Ein neuer Abschnitt in ihrem Dasein würde beginnen. Wahrscheinlich der letzte…
Das wußten auch ihre drei Begleiterinnen. Sie waren vom großen Meister ausgesucht worden, Jane Collins an seine Seite zu führen, um den Polterabend zu feiern.
»Er freut sich!« jauchzte Ulana. »Er spürt, daß seine Braut schon in der Nähe ist.« Sie schaute ihre Artgenossinnen an. »Kommt, wir wollen keine Zeit mehr verlieren. Das wird die Nacht der Nächte.«
Sie setzten ihren Weg fort. Die Umgebung hatte sich verändert. Sie war wilder und ursprünglicher geworden, nicht mehr so zivilisiert wie nahe der Dörfer und kleinen Ortschaften. Hier war das Gelände hügelig, da wuchsen die dunklen Waldstreifen wie langgezogene Inseln. Dazwischen breiteten sich saftige Wiesen aus. Kleine Mulden wechselten sich ab mit langen, bewachsenen Hängen. Der Duft frischer, wilder Blumen wehte durch die Luft. Sogar ein leichter Fliedergeruch war zu vernehmen.

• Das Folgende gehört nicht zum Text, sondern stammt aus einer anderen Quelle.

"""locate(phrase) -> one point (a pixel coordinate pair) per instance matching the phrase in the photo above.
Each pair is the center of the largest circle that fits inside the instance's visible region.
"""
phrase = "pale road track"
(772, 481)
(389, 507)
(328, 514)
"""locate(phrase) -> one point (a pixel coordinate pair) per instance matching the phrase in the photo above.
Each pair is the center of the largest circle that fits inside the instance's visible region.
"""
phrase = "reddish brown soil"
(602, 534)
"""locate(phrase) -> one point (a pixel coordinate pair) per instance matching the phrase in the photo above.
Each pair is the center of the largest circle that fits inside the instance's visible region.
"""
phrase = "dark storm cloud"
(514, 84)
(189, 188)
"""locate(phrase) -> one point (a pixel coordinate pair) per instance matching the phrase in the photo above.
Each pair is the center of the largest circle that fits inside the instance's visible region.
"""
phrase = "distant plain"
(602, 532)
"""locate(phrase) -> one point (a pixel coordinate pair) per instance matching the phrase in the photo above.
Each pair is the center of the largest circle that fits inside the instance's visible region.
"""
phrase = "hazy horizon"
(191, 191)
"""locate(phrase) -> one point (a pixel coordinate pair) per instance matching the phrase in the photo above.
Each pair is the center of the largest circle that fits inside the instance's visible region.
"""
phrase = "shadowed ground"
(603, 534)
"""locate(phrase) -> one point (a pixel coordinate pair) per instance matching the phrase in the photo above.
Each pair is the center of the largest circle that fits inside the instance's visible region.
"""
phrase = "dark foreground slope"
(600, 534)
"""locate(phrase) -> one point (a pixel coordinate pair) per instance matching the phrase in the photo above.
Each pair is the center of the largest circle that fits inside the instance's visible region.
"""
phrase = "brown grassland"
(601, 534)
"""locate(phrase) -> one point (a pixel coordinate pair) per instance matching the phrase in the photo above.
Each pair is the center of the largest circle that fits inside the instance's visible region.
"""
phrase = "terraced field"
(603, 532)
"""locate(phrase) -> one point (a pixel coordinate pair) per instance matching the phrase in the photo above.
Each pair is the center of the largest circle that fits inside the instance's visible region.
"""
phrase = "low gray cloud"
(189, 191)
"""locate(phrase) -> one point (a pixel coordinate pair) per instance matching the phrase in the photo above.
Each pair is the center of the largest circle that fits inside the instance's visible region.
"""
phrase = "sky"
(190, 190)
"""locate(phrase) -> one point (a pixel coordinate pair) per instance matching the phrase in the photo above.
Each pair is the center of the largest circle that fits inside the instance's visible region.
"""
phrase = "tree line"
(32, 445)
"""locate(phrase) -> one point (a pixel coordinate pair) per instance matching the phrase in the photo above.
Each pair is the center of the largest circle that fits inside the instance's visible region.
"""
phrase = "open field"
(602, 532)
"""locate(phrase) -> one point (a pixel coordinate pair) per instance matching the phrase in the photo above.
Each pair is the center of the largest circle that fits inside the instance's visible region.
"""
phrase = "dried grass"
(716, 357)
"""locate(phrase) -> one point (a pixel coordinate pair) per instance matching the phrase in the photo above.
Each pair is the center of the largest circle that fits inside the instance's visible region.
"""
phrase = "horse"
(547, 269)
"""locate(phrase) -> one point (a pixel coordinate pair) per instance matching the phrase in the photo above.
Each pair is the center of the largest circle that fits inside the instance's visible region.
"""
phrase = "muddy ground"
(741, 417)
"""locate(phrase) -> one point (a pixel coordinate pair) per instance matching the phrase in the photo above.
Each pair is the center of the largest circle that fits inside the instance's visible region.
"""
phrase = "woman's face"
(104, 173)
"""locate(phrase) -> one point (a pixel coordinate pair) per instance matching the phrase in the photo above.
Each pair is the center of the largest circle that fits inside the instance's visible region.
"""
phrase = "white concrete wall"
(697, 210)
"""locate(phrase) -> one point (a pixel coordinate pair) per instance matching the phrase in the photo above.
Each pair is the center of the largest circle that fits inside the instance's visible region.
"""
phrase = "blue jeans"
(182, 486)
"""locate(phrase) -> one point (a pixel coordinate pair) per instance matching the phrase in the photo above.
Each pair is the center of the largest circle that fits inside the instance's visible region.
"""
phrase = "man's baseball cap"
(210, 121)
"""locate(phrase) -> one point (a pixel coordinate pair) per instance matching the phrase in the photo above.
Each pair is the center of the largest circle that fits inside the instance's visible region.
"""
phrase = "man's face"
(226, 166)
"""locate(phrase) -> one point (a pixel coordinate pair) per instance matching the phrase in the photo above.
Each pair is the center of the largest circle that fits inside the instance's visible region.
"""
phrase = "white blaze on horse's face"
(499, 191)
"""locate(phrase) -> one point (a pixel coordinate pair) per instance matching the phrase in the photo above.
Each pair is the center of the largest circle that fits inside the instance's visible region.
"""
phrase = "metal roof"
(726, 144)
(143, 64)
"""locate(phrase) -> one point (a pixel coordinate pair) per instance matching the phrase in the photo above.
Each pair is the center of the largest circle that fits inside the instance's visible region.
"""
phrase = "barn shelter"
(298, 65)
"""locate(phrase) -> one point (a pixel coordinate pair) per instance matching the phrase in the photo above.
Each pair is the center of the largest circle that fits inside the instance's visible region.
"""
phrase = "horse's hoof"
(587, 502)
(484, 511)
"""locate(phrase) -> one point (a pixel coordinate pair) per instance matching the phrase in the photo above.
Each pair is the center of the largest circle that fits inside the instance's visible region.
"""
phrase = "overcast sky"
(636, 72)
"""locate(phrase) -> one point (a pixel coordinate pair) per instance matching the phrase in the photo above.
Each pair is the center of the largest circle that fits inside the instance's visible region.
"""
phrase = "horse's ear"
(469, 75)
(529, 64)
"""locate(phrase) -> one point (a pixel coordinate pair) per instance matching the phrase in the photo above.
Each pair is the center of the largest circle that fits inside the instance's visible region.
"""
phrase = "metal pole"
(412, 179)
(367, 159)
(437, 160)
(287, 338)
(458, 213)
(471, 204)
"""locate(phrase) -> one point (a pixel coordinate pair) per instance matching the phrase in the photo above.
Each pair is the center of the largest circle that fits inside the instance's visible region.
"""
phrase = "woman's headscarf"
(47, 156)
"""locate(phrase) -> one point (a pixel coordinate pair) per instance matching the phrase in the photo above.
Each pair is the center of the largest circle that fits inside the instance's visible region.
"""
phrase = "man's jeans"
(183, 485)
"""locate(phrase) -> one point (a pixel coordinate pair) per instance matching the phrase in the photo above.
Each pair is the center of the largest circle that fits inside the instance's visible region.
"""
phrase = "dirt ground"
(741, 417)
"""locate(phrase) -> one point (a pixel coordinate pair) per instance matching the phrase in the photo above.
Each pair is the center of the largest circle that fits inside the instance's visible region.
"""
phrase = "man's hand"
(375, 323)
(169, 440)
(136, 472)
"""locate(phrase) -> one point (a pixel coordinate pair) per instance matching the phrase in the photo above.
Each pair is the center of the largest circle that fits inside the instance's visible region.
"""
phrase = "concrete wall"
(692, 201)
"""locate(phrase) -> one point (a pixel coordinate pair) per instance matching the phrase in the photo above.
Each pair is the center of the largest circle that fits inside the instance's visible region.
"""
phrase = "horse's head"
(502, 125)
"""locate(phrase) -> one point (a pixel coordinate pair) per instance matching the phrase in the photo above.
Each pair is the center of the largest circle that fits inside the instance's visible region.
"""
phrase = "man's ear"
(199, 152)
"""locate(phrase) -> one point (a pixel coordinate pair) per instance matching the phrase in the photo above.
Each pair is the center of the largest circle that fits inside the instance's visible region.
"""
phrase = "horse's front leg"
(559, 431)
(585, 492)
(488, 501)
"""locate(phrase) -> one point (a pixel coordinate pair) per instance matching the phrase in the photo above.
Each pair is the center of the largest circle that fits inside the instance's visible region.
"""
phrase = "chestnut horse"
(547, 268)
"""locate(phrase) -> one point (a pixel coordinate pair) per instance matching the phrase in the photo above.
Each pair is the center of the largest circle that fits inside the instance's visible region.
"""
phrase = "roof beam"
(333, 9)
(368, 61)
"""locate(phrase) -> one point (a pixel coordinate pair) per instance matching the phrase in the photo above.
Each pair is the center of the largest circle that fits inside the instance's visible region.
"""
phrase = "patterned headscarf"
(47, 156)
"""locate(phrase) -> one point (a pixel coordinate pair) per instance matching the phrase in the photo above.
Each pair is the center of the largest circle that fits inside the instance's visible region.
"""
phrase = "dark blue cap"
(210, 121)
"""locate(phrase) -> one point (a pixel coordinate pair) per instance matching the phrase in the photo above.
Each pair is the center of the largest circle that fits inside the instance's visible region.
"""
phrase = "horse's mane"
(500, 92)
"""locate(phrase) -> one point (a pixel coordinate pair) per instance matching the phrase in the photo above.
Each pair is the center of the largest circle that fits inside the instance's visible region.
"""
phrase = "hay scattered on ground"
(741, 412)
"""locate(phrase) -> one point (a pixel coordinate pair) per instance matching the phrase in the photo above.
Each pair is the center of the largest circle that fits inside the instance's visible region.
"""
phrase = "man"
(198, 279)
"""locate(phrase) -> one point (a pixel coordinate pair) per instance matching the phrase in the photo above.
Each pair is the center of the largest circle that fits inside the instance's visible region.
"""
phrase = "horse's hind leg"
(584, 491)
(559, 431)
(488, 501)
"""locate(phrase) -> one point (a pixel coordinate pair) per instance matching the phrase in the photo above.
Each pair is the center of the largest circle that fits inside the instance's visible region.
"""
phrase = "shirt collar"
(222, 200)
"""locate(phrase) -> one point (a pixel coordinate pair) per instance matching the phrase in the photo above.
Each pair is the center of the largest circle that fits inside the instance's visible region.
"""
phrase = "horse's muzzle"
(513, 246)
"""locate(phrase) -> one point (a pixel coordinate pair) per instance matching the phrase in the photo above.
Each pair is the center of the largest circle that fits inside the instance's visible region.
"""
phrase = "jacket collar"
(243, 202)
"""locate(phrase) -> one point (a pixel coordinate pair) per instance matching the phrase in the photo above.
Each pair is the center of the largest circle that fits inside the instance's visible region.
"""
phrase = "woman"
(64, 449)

Das blühende Wiesenschaumkraut zeigte einen hellen Teppich inmitten des Grüns, und am Himmel glotzte der Mond wie ein leicht verzerrtes gelbes Auge.
Wolken umrundeten ihn, schoben sich manchmal vor seine Fläche, als wollten sie ihn verstecken, überlegten es sich schnell wieder anders und wanderten weiter.
Der Ort lag nicht einmal sehr weit von London entfernt, dennoch war er einsam genug, um das durchführen zu können, was sich die Hexen und ihr Meister vorgenommen hatten.